2.2 Modulus of Rupture (MOR)

Menurut Dewanto (2015) Modulus of Rupture (MOR) atau keteguhan patah ditentukan dari beban maksimum yang dapat diangkat atau disangga oleh suatu bahan persatuan luas sampai material tersebut patah. MOR merupakan batas maksimum suatu bahan menahan beban hingga bahan tersebut mengalami perubahan bentuk/kerusakan (Agustina, 2015). Nilai MOR bambu tanpa buku
berkisar antara 79 – 94 N/mm2 dan 82 – 120 N/mm2 pada bambu dengan buku (Dransfield dan Widjaja, 1995).

2.3 Kekuatan Tekan Sejajar Serat

Menurut Haris (2008) kekuatan tekan merupakan kemampuan suatu bahan dalam menahan gaya vertikal yang bekerja sampai terjadinya kerusakan pada bahan tersebut. Sedangkan Mardikanto (1979) dalam Samputra (2004) menyatakan bahwa, keteguhan tekan merupakan kemampuan sampel untuk menahan beban yang diberikan padanya secara perlahan-lahan yang semakin lama semakin membesar sampai terjadi kerusakan. Besarnya keteguhan ini sama dengan besarnya beban maksimum dibagi dengan luas penampang dimana beban tersebut bekerja.

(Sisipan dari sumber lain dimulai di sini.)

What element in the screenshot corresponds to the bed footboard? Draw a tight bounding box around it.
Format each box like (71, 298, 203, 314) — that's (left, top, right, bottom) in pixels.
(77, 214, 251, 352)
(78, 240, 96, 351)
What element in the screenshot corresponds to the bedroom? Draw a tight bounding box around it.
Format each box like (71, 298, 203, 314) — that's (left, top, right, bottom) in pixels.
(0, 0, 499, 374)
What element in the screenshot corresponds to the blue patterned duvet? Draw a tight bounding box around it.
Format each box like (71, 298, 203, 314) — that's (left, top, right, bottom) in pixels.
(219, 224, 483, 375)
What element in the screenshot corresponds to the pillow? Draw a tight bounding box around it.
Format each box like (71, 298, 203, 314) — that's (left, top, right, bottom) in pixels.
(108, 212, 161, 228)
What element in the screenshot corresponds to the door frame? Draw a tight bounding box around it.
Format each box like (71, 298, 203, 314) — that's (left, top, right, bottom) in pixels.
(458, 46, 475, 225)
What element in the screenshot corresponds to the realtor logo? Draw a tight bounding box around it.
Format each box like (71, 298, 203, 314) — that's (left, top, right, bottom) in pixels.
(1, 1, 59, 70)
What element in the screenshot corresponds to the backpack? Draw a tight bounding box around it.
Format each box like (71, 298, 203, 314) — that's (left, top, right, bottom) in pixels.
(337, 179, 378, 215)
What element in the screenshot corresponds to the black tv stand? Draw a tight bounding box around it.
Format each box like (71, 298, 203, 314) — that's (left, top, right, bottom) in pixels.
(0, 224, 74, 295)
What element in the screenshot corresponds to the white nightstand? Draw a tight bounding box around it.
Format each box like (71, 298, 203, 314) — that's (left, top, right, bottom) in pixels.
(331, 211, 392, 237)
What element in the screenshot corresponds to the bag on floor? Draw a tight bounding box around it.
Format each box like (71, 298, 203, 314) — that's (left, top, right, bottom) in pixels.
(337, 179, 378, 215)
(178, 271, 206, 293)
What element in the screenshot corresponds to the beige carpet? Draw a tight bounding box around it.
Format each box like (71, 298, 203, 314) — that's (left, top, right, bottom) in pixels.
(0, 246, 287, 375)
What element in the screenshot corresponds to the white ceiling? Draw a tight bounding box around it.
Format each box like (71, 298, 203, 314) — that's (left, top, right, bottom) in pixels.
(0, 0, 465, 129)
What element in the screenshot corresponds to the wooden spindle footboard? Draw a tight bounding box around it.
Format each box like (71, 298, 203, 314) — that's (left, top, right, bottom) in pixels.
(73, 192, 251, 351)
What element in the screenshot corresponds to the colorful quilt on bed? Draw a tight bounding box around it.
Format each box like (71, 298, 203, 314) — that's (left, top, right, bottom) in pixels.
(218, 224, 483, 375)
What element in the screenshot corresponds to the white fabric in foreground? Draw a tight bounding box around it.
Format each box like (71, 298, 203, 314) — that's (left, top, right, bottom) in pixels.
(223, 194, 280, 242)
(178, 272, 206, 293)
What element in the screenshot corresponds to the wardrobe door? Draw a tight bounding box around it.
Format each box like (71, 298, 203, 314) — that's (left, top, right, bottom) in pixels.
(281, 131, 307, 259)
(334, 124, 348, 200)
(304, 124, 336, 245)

2.4 Kekuatan Tarik Sejajar Serat

Bambu memiliki kekuatan tarik sejajar serat tinggi karena dipengaruhi oleh struktur serat dan vaskularnya (Haris, 2008). Kekuatan tarik adalah kemampuan suatu material menahan beban aksial tarik. Dalam kasus material seperti kayu dan bambu. Kekuatan tarik sejajar serat bambu relatif tinggi dan dapat mencapai 370 Mpa (Wonlele et al., 2013).